Produtividade da administração pública é maior que a do setor privado

A produtividade no setor público brasileiro evoluiu mais que a produtividade no setor privado entre 1995 e 2006. A conclusão está no Comunicado da Presidência do Instituto de Pesquisa Econômica Aplicada (Ipea) divulgado nesta quarta-feira (19), em Brasília.
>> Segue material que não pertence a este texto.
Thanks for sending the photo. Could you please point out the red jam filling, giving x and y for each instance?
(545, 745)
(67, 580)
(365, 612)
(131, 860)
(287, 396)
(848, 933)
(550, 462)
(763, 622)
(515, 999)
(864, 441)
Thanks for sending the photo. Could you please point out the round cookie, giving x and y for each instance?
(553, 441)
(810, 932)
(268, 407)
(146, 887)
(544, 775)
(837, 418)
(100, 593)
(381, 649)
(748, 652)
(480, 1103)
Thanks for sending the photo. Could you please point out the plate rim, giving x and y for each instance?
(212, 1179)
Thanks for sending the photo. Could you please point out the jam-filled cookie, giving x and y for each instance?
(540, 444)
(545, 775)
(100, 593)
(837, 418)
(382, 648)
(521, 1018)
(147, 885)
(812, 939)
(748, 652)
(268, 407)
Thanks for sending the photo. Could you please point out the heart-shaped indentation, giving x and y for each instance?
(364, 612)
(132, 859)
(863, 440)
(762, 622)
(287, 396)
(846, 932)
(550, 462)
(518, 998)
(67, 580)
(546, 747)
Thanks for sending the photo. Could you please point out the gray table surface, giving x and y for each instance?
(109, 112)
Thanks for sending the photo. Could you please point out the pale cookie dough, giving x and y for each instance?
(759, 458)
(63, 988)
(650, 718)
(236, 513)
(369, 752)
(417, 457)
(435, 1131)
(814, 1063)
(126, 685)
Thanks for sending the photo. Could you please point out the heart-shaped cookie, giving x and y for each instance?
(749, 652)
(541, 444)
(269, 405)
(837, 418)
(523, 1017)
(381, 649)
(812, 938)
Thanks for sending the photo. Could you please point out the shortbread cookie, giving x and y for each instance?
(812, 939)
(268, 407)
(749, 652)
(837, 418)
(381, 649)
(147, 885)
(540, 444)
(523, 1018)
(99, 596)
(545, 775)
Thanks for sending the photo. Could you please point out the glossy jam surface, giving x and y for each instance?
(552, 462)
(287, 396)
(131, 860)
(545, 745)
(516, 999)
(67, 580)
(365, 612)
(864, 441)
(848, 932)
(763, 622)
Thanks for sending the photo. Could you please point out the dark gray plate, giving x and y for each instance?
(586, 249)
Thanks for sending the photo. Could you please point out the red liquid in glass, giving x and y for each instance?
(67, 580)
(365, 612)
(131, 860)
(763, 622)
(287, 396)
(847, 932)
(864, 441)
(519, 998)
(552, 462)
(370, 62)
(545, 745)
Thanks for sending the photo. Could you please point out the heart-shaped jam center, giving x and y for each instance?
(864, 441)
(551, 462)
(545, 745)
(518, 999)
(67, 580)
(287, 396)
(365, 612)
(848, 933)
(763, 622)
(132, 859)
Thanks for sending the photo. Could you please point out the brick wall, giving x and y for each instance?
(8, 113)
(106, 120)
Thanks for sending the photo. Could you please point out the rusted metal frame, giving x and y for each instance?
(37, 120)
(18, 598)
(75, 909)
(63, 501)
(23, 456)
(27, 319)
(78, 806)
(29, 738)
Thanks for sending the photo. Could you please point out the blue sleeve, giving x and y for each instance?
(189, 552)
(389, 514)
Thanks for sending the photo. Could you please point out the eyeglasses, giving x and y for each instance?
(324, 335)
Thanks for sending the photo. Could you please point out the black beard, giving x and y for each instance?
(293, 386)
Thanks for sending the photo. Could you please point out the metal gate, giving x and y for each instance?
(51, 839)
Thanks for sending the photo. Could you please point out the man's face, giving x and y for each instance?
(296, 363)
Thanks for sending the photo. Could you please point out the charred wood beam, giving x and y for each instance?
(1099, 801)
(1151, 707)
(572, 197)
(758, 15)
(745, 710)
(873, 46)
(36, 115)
O estudo intitulado Produtividade na Administração Pública Brasileira: Trajetória Recente mostra que, naquele peíodo, a produtividade na administração pública aumentou 14,7%, enquanto no setor privado a evolução foi de 13,5%.

A medida nacional de produtividade anual na administração pública utilizada pelo Comunicado da Presidência nº 27 se baseia no valor agregado definido pelas contas nacionais e a força de trabalho ocupada de acordo com a Pesquisa Nacional por Amostra de Domicílios (PNAD) – ou seja, parte de informações oficiais produzidas pelo IBGE. O estudo foi apresentado pelo presidente do Ipea, Marcio Pochmann (foto).

O comunicado revela que, ao longo do recente peíodo de estabilidade monetária no Brasil, com o Plano Real, a produtividade da administração pública manteve-se superior á  do setor privado. Em 2006, por exemplo, a produtividade no setor público foi 46,6% superior á  do setor privado. A apresentação trouxe, ainda, comparações entre estados e entre as administrações públicas federal, estaduais e municipais.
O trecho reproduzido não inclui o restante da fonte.